I fatti risalgono al 30 marzo scorso, quando una donna di 64 anni residente ad Artena ha contattato la locale stazione dei carabinieri mentre la truffa era ancora in corso. Al telefono, una voce si era spacciata per un brigadiere dell’Arma, mettendo in atto il noto raggiro del “finto carabiniere”: all’anziana era stato riferito che l’auto del marito era coinvolta in una rapina e che un collega si sarebbe recato presso l’abitazione per controllare e fotografare i gioielli di famiglia.
La richiesta, accompagnata da toni autoritari e urgenza costruita, mirava a far radunare tutti i preziosi per consegnarli a un falso incaricato. La donna, però, ha intuito il pericolo e ha contattato subito i carabinieri, evitando di aprire la porta.
Quando i militari sono intervenuti, i due complici erano già sotto casa: il 18enne fungeva da palo all’esterno, mentre il minorenne si era introdotto nell’abitazione. Un carabiniere dell’Aliquota Operativa del NORM di Colleferro, in abiti civili, è riuscito a bloccarli in flagranza. I due hanno tentato la fuga, causando lievi lesioni alla vittima, ma sono stati immediatamente fermati e denunciati alla Procura di Velletri.
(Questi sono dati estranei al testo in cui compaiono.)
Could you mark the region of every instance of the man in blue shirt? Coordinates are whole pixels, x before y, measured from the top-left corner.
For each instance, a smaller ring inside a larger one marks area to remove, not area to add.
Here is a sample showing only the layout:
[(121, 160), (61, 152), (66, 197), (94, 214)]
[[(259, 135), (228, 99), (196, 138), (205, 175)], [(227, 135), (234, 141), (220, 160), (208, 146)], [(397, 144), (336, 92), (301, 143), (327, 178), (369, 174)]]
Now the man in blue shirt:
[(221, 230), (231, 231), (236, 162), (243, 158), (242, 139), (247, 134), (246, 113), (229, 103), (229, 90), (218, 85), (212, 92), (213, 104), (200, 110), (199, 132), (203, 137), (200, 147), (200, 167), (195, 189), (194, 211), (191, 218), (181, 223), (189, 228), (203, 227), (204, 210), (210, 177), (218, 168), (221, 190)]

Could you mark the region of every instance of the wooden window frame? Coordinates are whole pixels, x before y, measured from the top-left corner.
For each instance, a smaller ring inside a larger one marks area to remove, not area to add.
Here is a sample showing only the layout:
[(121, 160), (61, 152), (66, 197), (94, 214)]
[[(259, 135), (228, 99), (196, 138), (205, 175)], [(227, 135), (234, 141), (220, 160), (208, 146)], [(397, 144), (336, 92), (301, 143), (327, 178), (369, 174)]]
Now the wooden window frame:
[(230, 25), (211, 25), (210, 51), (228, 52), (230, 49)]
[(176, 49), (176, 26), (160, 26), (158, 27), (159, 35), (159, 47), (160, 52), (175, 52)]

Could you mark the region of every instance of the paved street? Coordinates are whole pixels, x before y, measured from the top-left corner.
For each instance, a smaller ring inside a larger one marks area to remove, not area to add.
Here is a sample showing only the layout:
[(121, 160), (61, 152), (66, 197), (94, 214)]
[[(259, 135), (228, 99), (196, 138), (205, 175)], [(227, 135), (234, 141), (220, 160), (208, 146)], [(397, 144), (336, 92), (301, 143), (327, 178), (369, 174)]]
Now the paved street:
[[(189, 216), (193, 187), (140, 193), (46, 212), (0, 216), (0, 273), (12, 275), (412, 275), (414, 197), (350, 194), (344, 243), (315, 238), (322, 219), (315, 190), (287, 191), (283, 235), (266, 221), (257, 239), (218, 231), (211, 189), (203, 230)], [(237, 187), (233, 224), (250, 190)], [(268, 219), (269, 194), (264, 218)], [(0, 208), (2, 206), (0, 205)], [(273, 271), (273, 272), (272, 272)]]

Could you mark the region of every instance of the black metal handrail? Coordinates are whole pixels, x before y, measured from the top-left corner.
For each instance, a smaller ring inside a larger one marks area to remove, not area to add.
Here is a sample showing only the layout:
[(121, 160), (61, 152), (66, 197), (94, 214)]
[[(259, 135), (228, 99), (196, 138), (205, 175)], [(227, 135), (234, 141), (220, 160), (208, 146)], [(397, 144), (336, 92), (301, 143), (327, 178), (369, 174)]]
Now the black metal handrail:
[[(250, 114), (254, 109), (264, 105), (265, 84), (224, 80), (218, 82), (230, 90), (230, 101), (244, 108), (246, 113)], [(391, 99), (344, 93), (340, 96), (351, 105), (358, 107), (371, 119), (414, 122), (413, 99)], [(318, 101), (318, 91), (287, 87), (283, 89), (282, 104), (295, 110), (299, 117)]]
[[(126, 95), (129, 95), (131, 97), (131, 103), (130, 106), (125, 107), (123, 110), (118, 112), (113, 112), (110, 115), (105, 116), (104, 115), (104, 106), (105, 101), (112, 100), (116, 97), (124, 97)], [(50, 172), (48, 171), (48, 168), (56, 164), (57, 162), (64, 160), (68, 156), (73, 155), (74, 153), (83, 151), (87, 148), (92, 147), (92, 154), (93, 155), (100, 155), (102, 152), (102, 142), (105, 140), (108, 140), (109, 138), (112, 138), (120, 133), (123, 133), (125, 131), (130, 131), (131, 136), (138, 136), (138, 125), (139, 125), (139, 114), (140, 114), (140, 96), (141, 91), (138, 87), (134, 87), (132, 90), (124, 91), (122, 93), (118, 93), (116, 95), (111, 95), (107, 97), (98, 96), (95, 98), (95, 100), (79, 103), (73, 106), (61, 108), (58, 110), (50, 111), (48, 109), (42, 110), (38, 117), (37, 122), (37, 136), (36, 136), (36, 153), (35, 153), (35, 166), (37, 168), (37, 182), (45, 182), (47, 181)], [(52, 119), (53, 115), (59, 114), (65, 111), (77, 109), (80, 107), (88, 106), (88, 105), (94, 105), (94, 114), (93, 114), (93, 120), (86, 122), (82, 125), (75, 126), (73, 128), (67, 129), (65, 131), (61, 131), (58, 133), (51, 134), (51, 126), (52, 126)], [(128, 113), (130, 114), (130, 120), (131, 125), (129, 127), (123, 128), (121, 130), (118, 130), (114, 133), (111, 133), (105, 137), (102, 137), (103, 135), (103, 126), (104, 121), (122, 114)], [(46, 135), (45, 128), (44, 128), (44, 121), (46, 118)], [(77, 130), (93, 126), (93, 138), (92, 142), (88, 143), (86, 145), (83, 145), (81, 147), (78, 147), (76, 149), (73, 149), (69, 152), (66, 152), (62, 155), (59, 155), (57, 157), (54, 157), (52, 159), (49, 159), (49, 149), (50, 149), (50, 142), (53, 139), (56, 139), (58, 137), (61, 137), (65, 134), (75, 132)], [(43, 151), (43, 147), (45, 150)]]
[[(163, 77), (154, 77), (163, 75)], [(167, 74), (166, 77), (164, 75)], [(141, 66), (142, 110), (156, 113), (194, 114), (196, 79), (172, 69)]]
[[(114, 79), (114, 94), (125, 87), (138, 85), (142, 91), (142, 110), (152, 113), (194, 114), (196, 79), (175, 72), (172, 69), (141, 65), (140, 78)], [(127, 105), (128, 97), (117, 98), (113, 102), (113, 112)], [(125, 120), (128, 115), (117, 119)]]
Sulla base di un quadro indiziario ritenuto solido, il G.I.P. del Tribunale di Velletri ha disposto la misura cautelare nei confronti del maggiorenne, successivamente rintracciato a Napoli e sottoposto all’obbligo di dimora.
Determinante, secondo gli investigatori, è stata anche l’attività di prevenzione portata avanti negli ultimi mesi dai carabinieri della Compagnia di Colleferro, impegnati in incontri presso uffici postali, parrocchie e centri anziani per sensibilizzare i cittadini sui rischi delle truffe. Proprio questa informazione ha consentito alla donna di riconoscere il raggiro e reagire tempestivamente.
L’operazione ha permesso di restituire serenità alla cittadinanza, colpita da un episodio particolarmente grave ai danni di una persona anziana, e conferma l’impegno delle forze dell’ordine nel contrasto alle truffe, sia attraverso la prevenzione che con interventi immediati sul territorio.